Trump targets federal workers

AFGE members protest unsafe working conditions at Fort Gordon, Ga., in March.

AFGE members protest unsafe working conditions at Fort Gordon, Ga., in March.

There is evidence that the incoming Trump administration plans to target federal workers, including privatizing the Department of Veteran Affairs, to reduce the size of the federal workforce and substantially cut wages.

Among the right-wing ideologues and advisors to Donald Trump on federal workers is Newt Gingrich, coauthor of the infamous “Contract with America” (more aptly called a “Contract ON ‘America’ “) released by the Republican Party in 1994. It outlined austerity plans to decimate the working class as a whole and to specifically target federal workers.

Gingrich was asked how this change would be managed in an interview with Lisa Rein of the Washington Post. “So there are two groups in Washington on this issue who are initially opposed,” stated Gingrich. “First you have the hard-line federal employee unions. They’re like the teachers union in New York. They are parallels. They are the group, that no matter how sick it is, they have a vested interest in the old order.” (Oct. 19).

These cryptic comments refer to limiting collective bargaining rights, removing due process rights and cutting wages. Gingrich holds up Scott Walker, the anti-union governor of Wisconsin who devastated public employee unions and employee pensions, as a model.

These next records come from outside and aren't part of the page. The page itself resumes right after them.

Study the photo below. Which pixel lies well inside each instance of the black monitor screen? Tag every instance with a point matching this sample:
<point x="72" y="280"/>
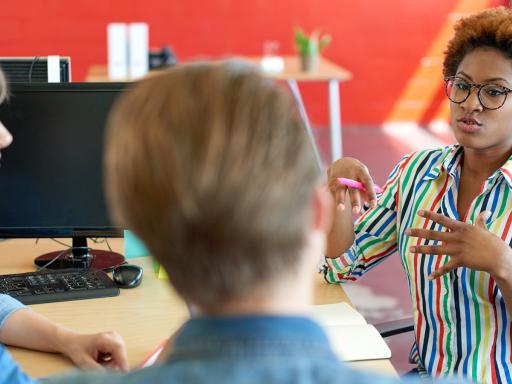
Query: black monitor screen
<point x="51" y="175"/>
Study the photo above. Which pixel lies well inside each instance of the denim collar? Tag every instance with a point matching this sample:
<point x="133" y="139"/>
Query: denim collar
<point x="208" y="334"/>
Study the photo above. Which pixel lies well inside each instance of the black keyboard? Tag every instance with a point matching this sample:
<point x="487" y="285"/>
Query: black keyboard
<point x="62" y="285"/>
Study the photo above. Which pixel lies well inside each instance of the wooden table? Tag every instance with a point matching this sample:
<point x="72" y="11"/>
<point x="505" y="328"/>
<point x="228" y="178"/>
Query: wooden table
<point x="327" y="71"/>
<point x="142" y="316"/>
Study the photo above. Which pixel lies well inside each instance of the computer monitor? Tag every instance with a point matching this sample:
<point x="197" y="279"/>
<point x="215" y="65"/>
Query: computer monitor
<point x="51" y="182"/>
<point x="36" y="69"/>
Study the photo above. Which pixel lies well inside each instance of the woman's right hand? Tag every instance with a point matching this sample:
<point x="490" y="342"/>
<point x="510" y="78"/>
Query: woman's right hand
<point x="351" y="168"/>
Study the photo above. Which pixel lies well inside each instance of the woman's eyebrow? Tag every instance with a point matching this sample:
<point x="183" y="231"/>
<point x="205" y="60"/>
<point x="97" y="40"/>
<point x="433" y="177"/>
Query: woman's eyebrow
<point x="485" y="81"/>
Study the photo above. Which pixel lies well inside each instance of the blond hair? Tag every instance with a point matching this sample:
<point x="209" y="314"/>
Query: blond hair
<point x="210" y="165"/>
<point x="489" y="28"/>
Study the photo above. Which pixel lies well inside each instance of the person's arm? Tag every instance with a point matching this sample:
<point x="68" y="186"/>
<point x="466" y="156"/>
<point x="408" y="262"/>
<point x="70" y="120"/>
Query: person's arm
<point x="471" y="246"/>
<point x="347" y="201"/>
<point x="10" y="372"/>
<point x="24" y="328"/>
<point x="374" y="233"/>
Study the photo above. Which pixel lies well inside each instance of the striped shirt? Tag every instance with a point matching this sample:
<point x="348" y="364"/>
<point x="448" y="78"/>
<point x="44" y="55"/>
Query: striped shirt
<point x="461" y="324"/>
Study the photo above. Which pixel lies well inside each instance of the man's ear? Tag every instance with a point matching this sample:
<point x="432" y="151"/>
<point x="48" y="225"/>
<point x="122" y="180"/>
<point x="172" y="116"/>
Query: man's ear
<point x="322" y="208"/>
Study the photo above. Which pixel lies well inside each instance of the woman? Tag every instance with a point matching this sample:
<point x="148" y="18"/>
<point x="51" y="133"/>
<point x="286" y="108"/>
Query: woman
<point x="448" y="213"/>
<point x="21" y="327"/>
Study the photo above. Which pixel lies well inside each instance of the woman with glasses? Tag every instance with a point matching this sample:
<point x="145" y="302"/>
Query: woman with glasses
<point x="447" y="212"/>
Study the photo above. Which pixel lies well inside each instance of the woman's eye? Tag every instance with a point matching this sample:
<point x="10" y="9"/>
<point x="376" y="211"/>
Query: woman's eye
<point x="463" y="86"/>
<point x="494" y="91"/>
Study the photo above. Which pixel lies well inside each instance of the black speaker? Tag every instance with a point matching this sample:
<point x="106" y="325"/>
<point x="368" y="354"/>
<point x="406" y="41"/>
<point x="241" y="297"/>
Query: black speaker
<point x="33" y="69"/>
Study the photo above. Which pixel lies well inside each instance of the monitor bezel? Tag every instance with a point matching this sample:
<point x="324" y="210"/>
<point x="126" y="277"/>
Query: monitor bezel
<point x="63" y="232"/>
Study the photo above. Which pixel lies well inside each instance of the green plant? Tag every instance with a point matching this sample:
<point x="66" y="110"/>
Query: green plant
<point x="310" y="45"/>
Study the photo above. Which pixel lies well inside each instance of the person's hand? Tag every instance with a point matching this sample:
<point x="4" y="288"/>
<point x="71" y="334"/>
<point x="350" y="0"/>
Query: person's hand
<point x="471" y="246"/>
<point x="351" y="168"/>
<point x="97" y="351"/>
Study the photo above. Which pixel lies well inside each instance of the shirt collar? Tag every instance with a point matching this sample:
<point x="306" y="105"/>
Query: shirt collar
<point x="447" y="162"/>
<point x="506" y="171"/>
<point x="215" y="329"/>
<point x="450" y="160"/>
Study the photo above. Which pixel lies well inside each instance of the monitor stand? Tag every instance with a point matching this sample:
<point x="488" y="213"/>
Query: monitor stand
<point x="80" y="256"/>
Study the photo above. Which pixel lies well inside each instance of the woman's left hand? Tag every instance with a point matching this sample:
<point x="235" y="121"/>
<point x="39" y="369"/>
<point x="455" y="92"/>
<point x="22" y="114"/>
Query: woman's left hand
<point x="471" y="246"/>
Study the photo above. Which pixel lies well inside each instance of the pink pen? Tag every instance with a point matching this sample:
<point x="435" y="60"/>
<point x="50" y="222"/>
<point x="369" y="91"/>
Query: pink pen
<point x="356" y="184"/>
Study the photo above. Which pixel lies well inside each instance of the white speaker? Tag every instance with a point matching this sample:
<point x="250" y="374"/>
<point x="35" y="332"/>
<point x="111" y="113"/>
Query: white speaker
<point x="138" y="36"/>
<point x="117" y="36"/>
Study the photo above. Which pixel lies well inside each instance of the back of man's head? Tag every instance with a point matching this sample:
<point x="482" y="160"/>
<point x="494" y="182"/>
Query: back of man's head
<point x="210" y="165"/>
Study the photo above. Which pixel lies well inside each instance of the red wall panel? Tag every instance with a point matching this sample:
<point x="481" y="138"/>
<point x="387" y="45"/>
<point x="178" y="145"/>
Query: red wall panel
<point x="381" y="42"/>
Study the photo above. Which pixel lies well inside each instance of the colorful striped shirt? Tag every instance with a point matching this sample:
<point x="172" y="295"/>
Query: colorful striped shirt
<point x="461" y="325"/>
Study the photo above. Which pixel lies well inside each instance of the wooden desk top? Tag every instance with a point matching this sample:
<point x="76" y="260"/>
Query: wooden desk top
<point x="327" y="70"/>
<point x="142" y="316"/>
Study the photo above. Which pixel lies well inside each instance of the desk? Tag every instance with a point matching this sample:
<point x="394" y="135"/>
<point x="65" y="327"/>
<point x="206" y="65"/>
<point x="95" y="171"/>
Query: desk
<point x="327" y="71"/>
<point x="142" y="316"/>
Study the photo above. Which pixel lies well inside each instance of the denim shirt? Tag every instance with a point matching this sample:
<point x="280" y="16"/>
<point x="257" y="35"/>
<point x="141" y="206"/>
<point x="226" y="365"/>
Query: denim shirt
<point x="250" y="349"/>
<point x="10" y="372"/>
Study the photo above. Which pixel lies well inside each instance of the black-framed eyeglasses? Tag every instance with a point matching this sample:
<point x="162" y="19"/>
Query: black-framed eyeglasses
<point x="491" y="96"/>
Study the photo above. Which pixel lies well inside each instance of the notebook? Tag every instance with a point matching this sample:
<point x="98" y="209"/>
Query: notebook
<point x="351" y="337"/>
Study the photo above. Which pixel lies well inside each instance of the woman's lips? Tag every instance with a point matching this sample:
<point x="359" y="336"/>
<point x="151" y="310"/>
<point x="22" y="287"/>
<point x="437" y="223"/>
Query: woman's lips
<point x="468" y="125"/>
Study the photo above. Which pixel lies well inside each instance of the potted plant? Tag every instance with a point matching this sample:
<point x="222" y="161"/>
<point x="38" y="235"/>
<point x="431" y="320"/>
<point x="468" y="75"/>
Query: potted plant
<point x="309" y="47"/>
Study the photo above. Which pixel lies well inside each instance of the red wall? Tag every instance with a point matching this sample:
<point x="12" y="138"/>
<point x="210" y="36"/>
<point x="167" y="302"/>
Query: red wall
<point x="381" y="42"/>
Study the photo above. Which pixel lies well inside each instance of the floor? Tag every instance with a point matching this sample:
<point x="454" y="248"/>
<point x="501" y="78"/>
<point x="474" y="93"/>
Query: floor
<point x="382" y="295"/>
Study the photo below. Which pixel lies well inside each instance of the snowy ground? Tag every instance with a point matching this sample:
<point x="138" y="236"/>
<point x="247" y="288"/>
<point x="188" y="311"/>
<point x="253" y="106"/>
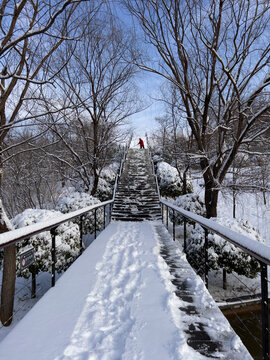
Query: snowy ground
<point x="114" y="302"/>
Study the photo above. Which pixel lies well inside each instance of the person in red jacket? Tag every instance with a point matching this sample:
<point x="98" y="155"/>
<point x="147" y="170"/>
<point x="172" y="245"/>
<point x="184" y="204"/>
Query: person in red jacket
<point x="141" y="143"/>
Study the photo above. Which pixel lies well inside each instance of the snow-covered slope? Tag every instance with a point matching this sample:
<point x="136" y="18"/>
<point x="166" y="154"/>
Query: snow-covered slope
<point x="115" y="302"/>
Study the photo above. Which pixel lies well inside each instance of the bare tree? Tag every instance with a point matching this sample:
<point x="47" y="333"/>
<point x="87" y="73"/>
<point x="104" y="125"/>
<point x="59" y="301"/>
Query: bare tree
<point x="97" y="83"/>
<point x="31" y="32"/>
<point x="217" y="56"/>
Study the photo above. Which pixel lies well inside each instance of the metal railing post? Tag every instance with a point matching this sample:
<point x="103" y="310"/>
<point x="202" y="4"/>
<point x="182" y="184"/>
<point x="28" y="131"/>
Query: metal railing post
<point x="206" y="256"/>
<point x="264" y="302"/>
<point x="104" y="216"/>
<point x="53" y="252"/>
<point x="81" y="233"/>
<point x="173" y="225"/>
<point x="185" y="235"/>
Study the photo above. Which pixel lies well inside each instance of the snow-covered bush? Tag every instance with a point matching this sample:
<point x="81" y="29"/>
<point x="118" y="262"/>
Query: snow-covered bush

Gingrich used the example of short-staffed VA workers in Texas who were forced by management, under penalty of being charged with “insubordination,” to make phony appointments for veterans and then list them as “no-shows.” Instead of placing the blame where it should be — on incompetent and corrupt management officials who received bonuses for the volume of calls received and answered — he blames the workers who are the victims. This scam was finally exposed by an employee whistleblower and led to a shakeup in the agency.

Like sharks smelling blood and going into a feeding frenzy, the ruling class began to use this example to put federal workers further under the chopping block. Paul Ryan, current Speaker of the House, views federal workers as a “privileged class.” When Ryan sat on the House Ways and Means Committee, which determines budgets for federal agencies, he proposed freezing workers’ pay for five years; raising the bar on performance standards; increasing the workload on employees by not backfilling when workers retire, resign or are terminated; and decreasing employee leave time, among other measures.

Ryan’s ideas were copied from the right-wing Heritage Foundation’s “Blueprint for Reform.” Jessica Klement, the legislative director for the National Active and Retired Federal Employees Association, refuted the blueprint: “The report starts with the assumption that federal pay and benefits are overly generous, and not in line with the private sector, and therefore need to be decreased. This assumption is wholly inaccurate. Most federal jobs lag behind their private sector counterparts.” The Federal Salary Council says federal employees are underpaid by an average of 35 percent. (fedsmith.com, July 16)

Trump, however, plans to increase pay and benefits as well as new hires for the National Border Patrol and Immigration and Customs Enforcement in order to carry out his racist and anti-immigrant plans.